ATI LPN
LPN Nursing Fundamentals
1. A client with a new diagnosis of anemia is being taught about dietary management. Which of the following statements should be included in the teaching?
- A. You should increase your intake of foods high in iron.
- B. You should decrease your intake of foods high in calcium.
- C. You should avoid foods that contain gluten.
- D. You should increase your intake of high-fat foods.
Correct answer: A
Rationale: The correct answer is A: 'You should increase your intake of foods high in iron.' This statement should be included in the teaching because increasing intake of foods high in iron is essential for managing anemia. Iron is a key component for producing hemoglobin, which carries oxygen in the blood. By increasing iron-rich foods like leafy greens, red meat, and fortified cereals, the client can help improve their hemoglobin levels and overall health. Choices B, C, and D are incorrect. Decreasing intake of foods high in calcium is not necessary for anemia management; avoiding foods that contain gluten is relevant for individuals with gluten sensitivity or celiac disease, not anemia; and increasing intake of high-fat foods is not recommended for managing anemia.
2. A client with a seizure disorder is under the care of a nurse. Which of the following precautions should the nurse include in the plan?
- A. Place a padded tongue depressor at the bedside.

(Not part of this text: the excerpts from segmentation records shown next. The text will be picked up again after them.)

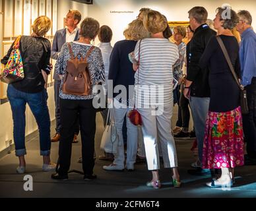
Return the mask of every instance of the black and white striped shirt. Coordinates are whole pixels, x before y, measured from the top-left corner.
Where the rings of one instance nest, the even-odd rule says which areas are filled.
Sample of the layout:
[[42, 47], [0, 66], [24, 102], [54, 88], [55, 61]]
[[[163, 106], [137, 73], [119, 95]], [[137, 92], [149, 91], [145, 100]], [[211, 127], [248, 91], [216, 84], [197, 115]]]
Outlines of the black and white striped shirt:
[[[137, 61], [140, 42], [135, 50]], [[135, 99], [139, 105], [154, 105], [154, 96], [156, 101], [172, 101], [173, 65], [179, 57], [177, 46], [167, 39], [146, 38], [141, 41], [139, 69], [135, 76], [137, 85]]]

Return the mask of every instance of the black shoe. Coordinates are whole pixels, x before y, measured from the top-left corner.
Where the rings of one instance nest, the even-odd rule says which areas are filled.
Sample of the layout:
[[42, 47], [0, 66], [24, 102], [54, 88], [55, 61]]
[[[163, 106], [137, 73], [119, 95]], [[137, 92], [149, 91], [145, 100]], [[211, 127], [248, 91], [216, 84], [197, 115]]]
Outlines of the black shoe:
[[90, 181], [92, 179], [97, 179], [97, 176], [95, 174], [91, 175], [84, 175], [84, 181]]
[[146, 158], [140, 157], [137, 156], [136, 158], [136, 164], [145, 164], [146, 162]]
[[163, 158], [163, 157], [160, 157], [159, 158], [159, 162], [160, 162], [160, 164], [164, 164], [164, 158]]
[[187, 139], [189, 138], [189, 133], [185, 133], [183, 131], [180, 131], [179, 133], [174, 135], [174, 138], [181, 138], [181, 139]]
[[189, 133], [189, 137], [190, 138], [195, 138], [197, 136], [195, 136], [195, 132], [194, 131], [192, 131]]
[[197, 176], [205, 176], [212, 175], [210, 169], [203, 169], [202, 168], [198, 168], [196, 169], [189, 169], [187, 173], [192, 175]]
[[68, 175], [61, 175], [58, 173], [55, 173], [51, 175], [52, 179], [66, 181], [69, 179]]

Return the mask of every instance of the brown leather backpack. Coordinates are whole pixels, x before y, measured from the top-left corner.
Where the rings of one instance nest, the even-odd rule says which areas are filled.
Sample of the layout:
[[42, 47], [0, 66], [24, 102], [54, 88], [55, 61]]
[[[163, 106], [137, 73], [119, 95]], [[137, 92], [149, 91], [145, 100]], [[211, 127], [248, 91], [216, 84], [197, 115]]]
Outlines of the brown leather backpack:
[[94, 49], [94, 46], [90, 48], [83, 58], [81, 53], [75, 57], [71, 44], [68, 43], [67, 45], [71, 57], [67, 63], [62, 92], [67, 94], [90, 95], [92, 94], [92, 80], [88, 69], [87, 58]]

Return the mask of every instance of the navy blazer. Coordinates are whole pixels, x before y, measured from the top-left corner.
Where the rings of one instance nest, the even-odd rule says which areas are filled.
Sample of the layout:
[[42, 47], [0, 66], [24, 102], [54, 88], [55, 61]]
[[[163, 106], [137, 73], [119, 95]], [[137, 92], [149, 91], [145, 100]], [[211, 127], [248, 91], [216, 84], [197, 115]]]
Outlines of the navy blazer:
[[[62, 46], [66, 43], [66, 28], [61, 29], [56, 32], [54, 36], [53, 42], [51, 47], [51, 58], [57, 60], [58, 53], [61, 51]], [[79, 30], [77, 31], [74, 41], [79, 40]], [[56, 74], [56, 70], [54, 70], [54, 80], [60, 80], [59, 76]]]

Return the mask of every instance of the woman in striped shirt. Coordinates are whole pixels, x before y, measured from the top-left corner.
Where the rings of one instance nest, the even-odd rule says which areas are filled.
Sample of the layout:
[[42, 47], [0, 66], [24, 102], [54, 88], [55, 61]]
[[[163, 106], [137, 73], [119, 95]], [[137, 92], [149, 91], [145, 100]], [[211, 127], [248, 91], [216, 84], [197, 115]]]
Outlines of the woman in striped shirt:
[[164, 167], [172, 168], [173, 185], [179, 187], [176, 148], [171, 133], [174, 104], [172, 66], [179, 57], [179, 51], [176, 44], [164, 38], [162, 32], [168, 27], [168, 23], [160, 13], [148, 12], [143, 24], [152, 34], [152, 38], [138, 42], [135, 47], [135, 55], [139, 68], [134, 65], [137, 71], [135, 100], [143, 119], [148, 168], [152, 173], [152, 179], [147, 186], [155, 189], [161, 187], [158, 175], [158, 136]]

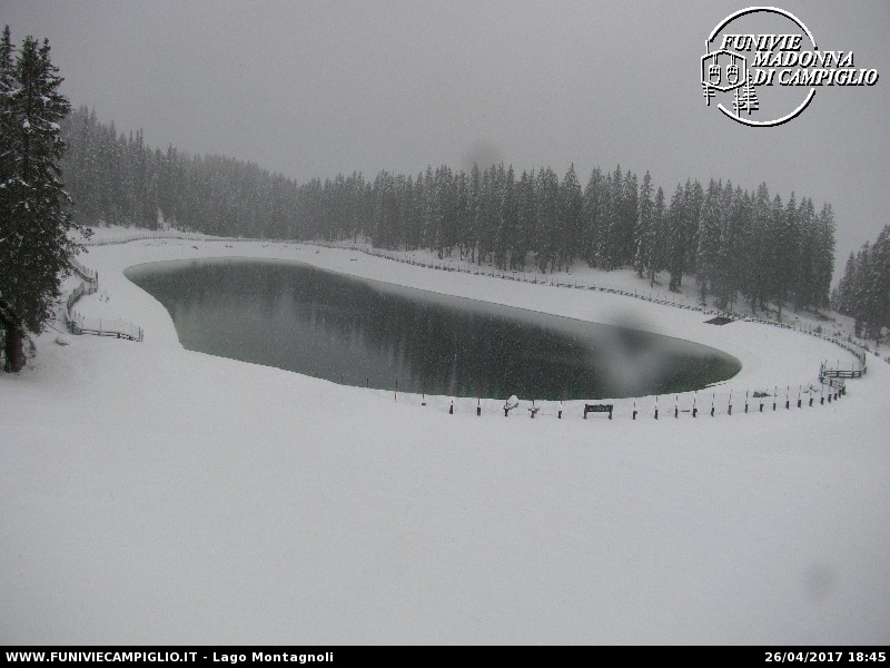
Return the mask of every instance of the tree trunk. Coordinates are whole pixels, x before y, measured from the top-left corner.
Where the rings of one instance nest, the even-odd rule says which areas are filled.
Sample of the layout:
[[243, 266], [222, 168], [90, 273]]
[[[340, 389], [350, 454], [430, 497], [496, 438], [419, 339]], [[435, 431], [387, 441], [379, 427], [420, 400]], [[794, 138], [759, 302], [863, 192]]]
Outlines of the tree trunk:
[[22, 347], [24, 337], [21, 330], [11, 327], [7, 330], [6, 342], [3, 345], [3, 355], [6, 356], [6, 365], [3, 370], [8, 373], [16, 373], [24, 367], [24, 350]]

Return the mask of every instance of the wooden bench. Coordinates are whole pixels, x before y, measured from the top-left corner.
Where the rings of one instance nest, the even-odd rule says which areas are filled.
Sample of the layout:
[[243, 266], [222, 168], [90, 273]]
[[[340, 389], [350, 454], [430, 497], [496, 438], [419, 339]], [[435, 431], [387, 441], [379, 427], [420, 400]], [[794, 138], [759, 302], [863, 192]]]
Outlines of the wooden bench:
[[584, 404], [584, 420], [587, 419], [587, 413], [609, 413], [609, 419], [612, 420], [613, 404]]

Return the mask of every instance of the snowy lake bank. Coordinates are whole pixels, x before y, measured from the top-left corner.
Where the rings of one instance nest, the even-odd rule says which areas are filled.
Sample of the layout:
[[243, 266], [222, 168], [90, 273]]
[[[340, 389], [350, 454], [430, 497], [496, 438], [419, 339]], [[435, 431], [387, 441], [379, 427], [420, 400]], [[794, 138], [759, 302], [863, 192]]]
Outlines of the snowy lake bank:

- B. Keep the bed in the lowest position.
- C. Restrain the client during a seizure.
- D. Keep the lights dim in the client's room.
Correct answer: B
Rationale: Keeping the bed in the lowest position is crucial for ensuring the safety of the client during a seizure. Lowering the bed reduces the risk of injury if the client falls during a seizure episode. It is important not to restrain the client during a seizure as it can lead to further injury. Placing a padded tongue depressor at the bedside is not appropriate and can pose a risk of injury if used incorrectly. Keeping the lights dim in the client's room is not directly related to safety during a seizure and is not a standard precaution.
3. A client with a new diagnosis of diabetes mellitus is receiving teaching from a healthcare provider. Which of the following statements by the client indicates an understanding of the teaching?
- A. I will take my insulin only if my blood sugar is above 200 mg/dL.
- B. I will eat a snack before exercising.
- C. I will avoid all carbohydrates.
- D. I will check my blood sugar once a week.
Correct answer: B
Rationale: Eating a snack before exercising is crucial for managing blood sugar levels and preventing hypoglycemia in individuals with diabetes. Exercising on an empty stomach can lead to low blood sugar levels, but consuming a snack before physical activity helps stabilize blood sugar and provides energy for the body. This proactive approach demonstrates the client's understanding of the importance of managing blood sugar levels during physical activity.
4. A client has a prescription for a clear liquid diet. Which of the following foods should the nurse offer?
- A. Milk
- B. Vegetable juice
- C. Chicken broth
- D. Orange juice with pulp
Correct answer: C
Rationale: A clear liquid diet consists of easily digestible transparent liquids. Chicken broth is an appropriate choice as it meets the criteria of being clear and liquid, making it suitable for a clear liquid diet. Milk, vegetable juice, and orange juice with pulp are not considered clear liquids. Milk is not transparent, vegetable juice is not clear, and orange juice with pulp contains solid particles, all of which do not align with the requirements of a clear liquid diet.
5. What action should be taken to prevent respiratory complications in a client who is postoperative?
- A. Encourage the use of an incentive spirometer.
- B. Restrict fluid intake.
- C. Place the client in a supine position.
- D. Administer a cough suppressant.
Correct answer: A
Rationale: Encouraging the use of an incentive spirometer is crucial in preventing respiratory complications postoperatively. The incentive spirometer helps the client perform deep breathing exercises, which can prevent atelectasis (lung collapse) and promote lung expansion. This, in turn, reduces the risk of respiratory complications such as pneumonia. Restricting fluid intake, placing the client in a supine position, and administering a cough suppressant are not appropriate actions for preventing respiratory complications in a postoperative client.